On May 13, the U.S. Food and Drug Administration (FDA) approved an oral combination of decitabine and cedazuridine tablets (Inqovi) plus venetoclax for the treatment of newly diagnosed acute myeloid leukemia (AML) in adults aged 75 years or older or who have comorbidities that preclude them from the use of intensive induction chemotherapy.
Study ASTX727-07
Efficacy for this combination regimen was evaluated in Study ASTX727-07 (ClinicalTrials.gov identifier NCT04657081), a single arm, open-label clinical trial of decitabine and cedazuridine tablets in combination with venetoclax in adults with newly diagnosed AML who were aged 75 years or older or who had comorbidities that precluded the use of intensive induction chemotherapy (n = 101). Efficacy was based on complete remission and the duration of complete remission, which was defined as the time from first complete remission until disease relapse or death from any cause, whichever occurred first.

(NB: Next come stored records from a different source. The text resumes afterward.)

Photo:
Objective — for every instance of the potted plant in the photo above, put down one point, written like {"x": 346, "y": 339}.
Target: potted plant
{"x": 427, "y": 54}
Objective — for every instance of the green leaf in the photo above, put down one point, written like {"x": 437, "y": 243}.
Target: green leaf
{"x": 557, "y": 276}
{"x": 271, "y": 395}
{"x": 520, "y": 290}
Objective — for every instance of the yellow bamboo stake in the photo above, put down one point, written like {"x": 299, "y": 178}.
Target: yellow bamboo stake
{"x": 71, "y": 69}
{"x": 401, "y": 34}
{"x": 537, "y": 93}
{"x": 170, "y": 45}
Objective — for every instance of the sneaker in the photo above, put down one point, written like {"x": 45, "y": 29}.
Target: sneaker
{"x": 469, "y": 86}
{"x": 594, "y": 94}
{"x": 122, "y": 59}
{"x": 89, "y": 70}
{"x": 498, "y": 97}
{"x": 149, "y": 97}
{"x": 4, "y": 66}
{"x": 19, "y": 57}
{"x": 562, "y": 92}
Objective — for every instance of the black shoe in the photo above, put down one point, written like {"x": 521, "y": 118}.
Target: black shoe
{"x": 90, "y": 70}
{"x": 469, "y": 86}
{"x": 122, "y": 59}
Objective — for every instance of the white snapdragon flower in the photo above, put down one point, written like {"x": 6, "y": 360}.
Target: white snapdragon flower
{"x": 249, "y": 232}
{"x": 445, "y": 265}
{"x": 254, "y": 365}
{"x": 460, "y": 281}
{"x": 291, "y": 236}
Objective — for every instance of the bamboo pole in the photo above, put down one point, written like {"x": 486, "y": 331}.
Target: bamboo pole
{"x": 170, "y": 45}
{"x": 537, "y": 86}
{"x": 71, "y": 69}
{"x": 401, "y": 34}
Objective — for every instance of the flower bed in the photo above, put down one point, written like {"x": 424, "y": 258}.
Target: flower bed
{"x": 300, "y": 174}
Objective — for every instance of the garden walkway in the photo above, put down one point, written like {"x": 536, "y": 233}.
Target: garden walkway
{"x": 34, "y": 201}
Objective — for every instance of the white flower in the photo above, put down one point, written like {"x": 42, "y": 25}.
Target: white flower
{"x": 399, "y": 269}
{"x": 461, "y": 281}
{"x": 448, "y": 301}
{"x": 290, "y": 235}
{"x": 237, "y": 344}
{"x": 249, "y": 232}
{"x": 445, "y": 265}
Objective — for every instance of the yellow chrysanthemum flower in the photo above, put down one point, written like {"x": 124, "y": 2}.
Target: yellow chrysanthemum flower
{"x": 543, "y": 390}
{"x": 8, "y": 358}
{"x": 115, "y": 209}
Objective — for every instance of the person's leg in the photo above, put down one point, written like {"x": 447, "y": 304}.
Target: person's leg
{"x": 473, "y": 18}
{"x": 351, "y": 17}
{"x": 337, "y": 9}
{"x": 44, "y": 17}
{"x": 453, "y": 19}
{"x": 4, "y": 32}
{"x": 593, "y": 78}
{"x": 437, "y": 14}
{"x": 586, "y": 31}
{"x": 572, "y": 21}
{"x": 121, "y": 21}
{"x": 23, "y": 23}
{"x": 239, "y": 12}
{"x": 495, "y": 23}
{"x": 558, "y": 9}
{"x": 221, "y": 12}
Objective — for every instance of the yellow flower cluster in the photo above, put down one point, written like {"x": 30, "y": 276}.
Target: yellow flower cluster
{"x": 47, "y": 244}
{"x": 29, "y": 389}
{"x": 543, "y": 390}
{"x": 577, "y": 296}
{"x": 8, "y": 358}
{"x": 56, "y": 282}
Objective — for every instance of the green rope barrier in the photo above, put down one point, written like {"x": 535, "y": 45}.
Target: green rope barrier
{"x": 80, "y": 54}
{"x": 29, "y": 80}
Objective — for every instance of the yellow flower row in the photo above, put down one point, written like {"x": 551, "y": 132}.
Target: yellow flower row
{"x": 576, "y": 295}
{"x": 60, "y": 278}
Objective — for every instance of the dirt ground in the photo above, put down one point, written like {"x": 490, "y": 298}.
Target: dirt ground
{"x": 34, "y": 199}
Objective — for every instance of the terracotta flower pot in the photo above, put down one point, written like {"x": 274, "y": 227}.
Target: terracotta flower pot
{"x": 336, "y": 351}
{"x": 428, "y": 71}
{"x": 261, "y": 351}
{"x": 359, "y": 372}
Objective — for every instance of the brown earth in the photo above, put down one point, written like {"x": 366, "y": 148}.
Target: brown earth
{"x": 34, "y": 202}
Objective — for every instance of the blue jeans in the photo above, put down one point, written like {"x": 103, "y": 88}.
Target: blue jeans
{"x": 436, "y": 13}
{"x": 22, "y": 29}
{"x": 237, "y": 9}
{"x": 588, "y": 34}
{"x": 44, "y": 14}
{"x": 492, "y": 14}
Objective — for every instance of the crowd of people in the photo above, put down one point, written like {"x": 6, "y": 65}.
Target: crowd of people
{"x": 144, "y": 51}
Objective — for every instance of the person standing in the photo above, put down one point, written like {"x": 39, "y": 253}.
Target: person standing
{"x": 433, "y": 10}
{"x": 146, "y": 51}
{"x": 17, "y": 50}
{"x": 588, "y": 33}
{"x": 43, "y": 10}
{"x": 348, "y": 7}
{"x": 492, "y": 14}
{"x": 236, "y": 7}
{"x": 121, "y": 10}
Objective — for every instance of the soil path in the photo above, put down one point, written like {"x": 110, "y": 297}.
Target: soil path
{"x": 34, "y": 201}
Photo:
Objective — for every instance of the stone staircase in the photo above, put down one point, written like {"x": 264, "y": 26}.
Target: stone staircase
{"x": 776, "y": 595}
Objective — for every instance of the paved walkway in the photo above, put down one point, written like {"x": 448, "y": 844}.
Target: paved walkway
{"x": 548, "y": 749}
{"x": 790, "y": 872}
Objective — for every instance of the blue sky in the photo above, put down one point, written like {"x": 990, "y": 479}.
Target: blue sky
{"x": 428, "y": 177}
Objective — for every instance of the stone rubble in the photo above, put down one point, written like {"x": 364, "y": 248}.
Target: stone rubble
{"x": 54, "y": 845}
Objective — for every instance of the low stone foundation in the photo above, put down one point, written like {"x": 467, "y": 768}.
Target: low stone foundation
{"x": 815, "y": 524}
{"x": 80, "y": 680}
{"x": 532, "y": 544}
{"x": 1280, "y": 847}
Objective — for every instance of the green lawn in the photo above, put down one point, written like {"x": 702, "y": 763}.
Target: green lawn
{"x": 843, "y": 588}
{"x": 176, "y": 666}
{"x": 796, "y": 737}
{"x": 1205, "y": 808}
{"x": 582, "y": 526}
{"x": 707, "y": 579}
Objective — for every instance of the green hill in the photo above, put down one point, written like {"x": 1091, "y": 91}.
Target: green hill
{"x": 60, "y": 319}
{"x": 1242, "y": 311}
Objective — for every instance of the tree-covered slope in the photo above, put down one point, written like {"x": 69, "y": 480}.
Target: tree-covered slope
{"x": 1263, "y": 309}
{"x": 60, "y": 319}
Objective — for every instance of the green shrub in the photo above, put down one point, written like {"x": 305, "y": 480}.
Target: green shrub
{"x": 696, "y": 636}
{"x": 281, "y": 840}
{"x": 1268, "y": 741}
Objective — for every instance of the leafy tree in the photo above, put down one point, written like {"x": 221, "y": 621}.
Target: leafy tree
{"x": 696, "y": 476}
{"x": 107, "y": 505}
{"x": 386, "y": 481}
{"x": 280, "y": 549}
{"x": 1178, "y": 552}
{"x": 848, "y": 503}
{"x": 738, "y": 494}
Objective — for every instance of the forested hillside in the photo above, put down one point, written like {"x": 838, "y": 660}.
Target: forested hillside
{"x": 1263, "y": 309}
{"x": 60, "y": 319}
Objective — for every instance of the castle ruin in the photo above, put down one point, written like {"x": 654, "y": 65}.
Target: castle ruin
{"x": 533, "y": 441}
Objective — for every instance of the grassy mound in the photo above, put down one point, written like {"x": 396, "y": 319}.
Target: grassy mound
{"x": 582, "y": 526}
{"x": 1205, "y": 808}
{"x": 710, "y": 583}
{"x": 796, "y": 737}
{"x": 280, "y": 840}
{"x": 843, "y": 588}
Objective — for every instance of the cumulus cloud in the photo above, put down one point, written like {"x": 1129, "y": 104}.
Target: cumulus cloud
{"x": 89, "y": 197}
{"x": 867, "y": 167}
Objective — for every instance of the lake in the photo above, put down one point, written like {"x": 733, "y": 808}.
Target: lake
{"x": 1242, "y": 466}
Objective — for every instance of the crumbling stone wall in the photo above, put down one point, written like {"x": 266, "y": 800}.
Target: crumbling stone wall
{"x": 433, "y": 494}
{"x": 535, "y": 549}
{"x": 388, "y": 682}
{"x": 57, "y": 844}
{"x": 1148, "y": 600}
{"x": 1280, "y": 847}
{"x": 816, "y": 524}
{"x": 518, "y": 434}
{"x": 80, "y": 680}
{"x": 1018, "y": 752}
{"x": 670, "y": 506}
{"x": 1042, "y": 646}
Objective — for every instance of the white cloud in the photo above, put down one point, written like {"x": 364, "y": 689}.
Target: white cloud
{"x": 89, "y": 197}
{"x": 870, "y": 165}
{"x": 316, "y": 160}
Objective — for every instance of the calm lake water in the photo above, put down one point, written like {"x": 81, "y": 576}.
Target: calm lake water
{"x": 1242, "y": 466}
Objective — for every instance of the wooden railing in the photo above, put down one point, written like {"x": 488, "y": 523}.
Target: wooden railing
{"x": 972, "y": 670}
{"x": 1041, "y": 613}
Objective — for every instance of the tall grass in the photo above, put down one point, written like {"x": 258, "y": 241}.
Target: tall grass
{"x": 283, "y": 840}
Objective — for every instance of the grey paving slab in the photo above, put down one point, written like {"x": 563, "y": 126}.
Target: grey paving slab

When decitabine and cedazuridine tablets were combined with venetoclax, 42 patients achieved a complete remission (41.6%; 95% confidence interval [CI] = 31.9%–51.8%) with a median time to complete remission of 2 months (range = 0.4–15.3 months). The median duration of complete remission was not reached (range = 0.5–16.3 months).
The prescribing information includes warnings and precautions for myelosuppression and embryo-fetal toxicity.
Recommended Dosage
The recommended dose for decitabine and cedazuridine tablets in combination with venetoclax is one tablet (containing 35 mg decitabine and 100 mg cedazuridine) orally once daily on days 1 through 5 of each 28-day cycle until disease progression or unacceptable toxicity.
This review was conducted under Project Orbis, an initiative of the FDA Oncology Center of Excellence. For this review, the FDA collaborated with Health Canada. The applications may still be under review at the other regulatory agencies.
Decitabine and cedazuridine received Orphan Drug designation for this indication.